Friday, 19 November 2010

this too shall pass



i have not written any posts here for ages for various reasons, one being that lately i have felt overwhelmed with a capital o. infact the word overwhelmed is an understatement. my life with cfs/me feels so unfair. the list of my moans are endless, lack of money as i cant work, major stress getting benefits, knowing my home is going to be repossessed soon, a boiler thats packed in just when its turned very chilly, a major building site across from me that means constant loud drilling and banging noises every day from 8-7 plus a mother who constantly calls to criticize me and judge me, and that's just for starters!

however i have a 'mantra' i say to myself repeatedly: this too shall pass.

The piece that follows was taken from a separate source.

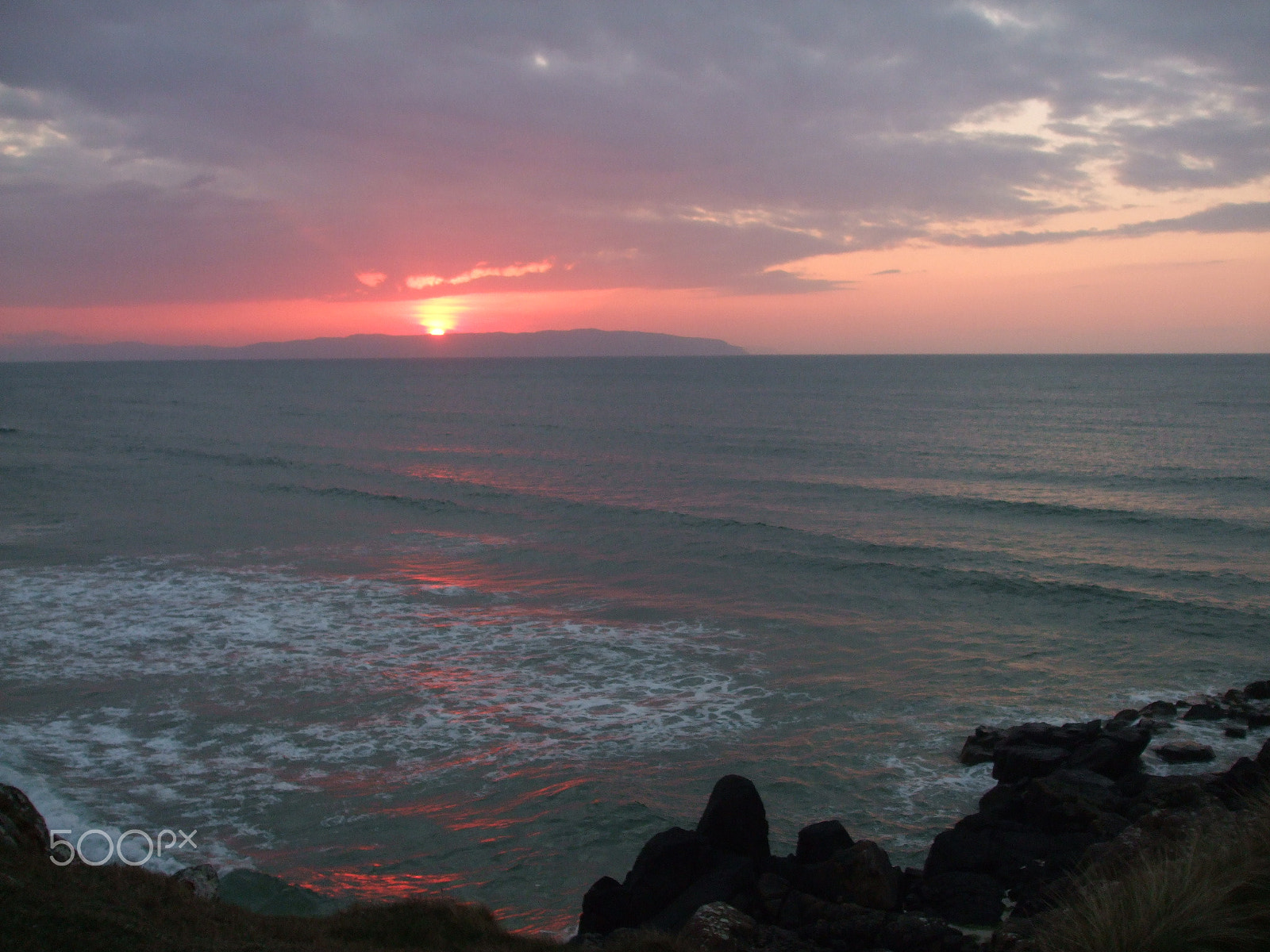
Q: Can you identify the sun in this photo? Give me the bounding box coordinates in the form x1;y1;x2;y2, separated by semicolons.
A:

everything changes, no situation good nor bad is permenant. i know that things wont always be this way for me, that's how life is.

1 comment:

  1. Kim, I just stumbled upon your blog and thought I would say hi. I too have had CFS and for so long that if I told you you wouldn't believe me. Thankfully life is good now, very good - even if it is very different to what it might have been. I guess I wanted to let you know that there are others out here that get it. The pain, the loss, the strained relationships, the frustration, the humiliation, the paralysing exhaustion, the insensitivity, the heart ache, the head ache, the future that has floated away never to be seen again. I get it and am sorry that you have to deal with it too. I hope this day and many more, is good.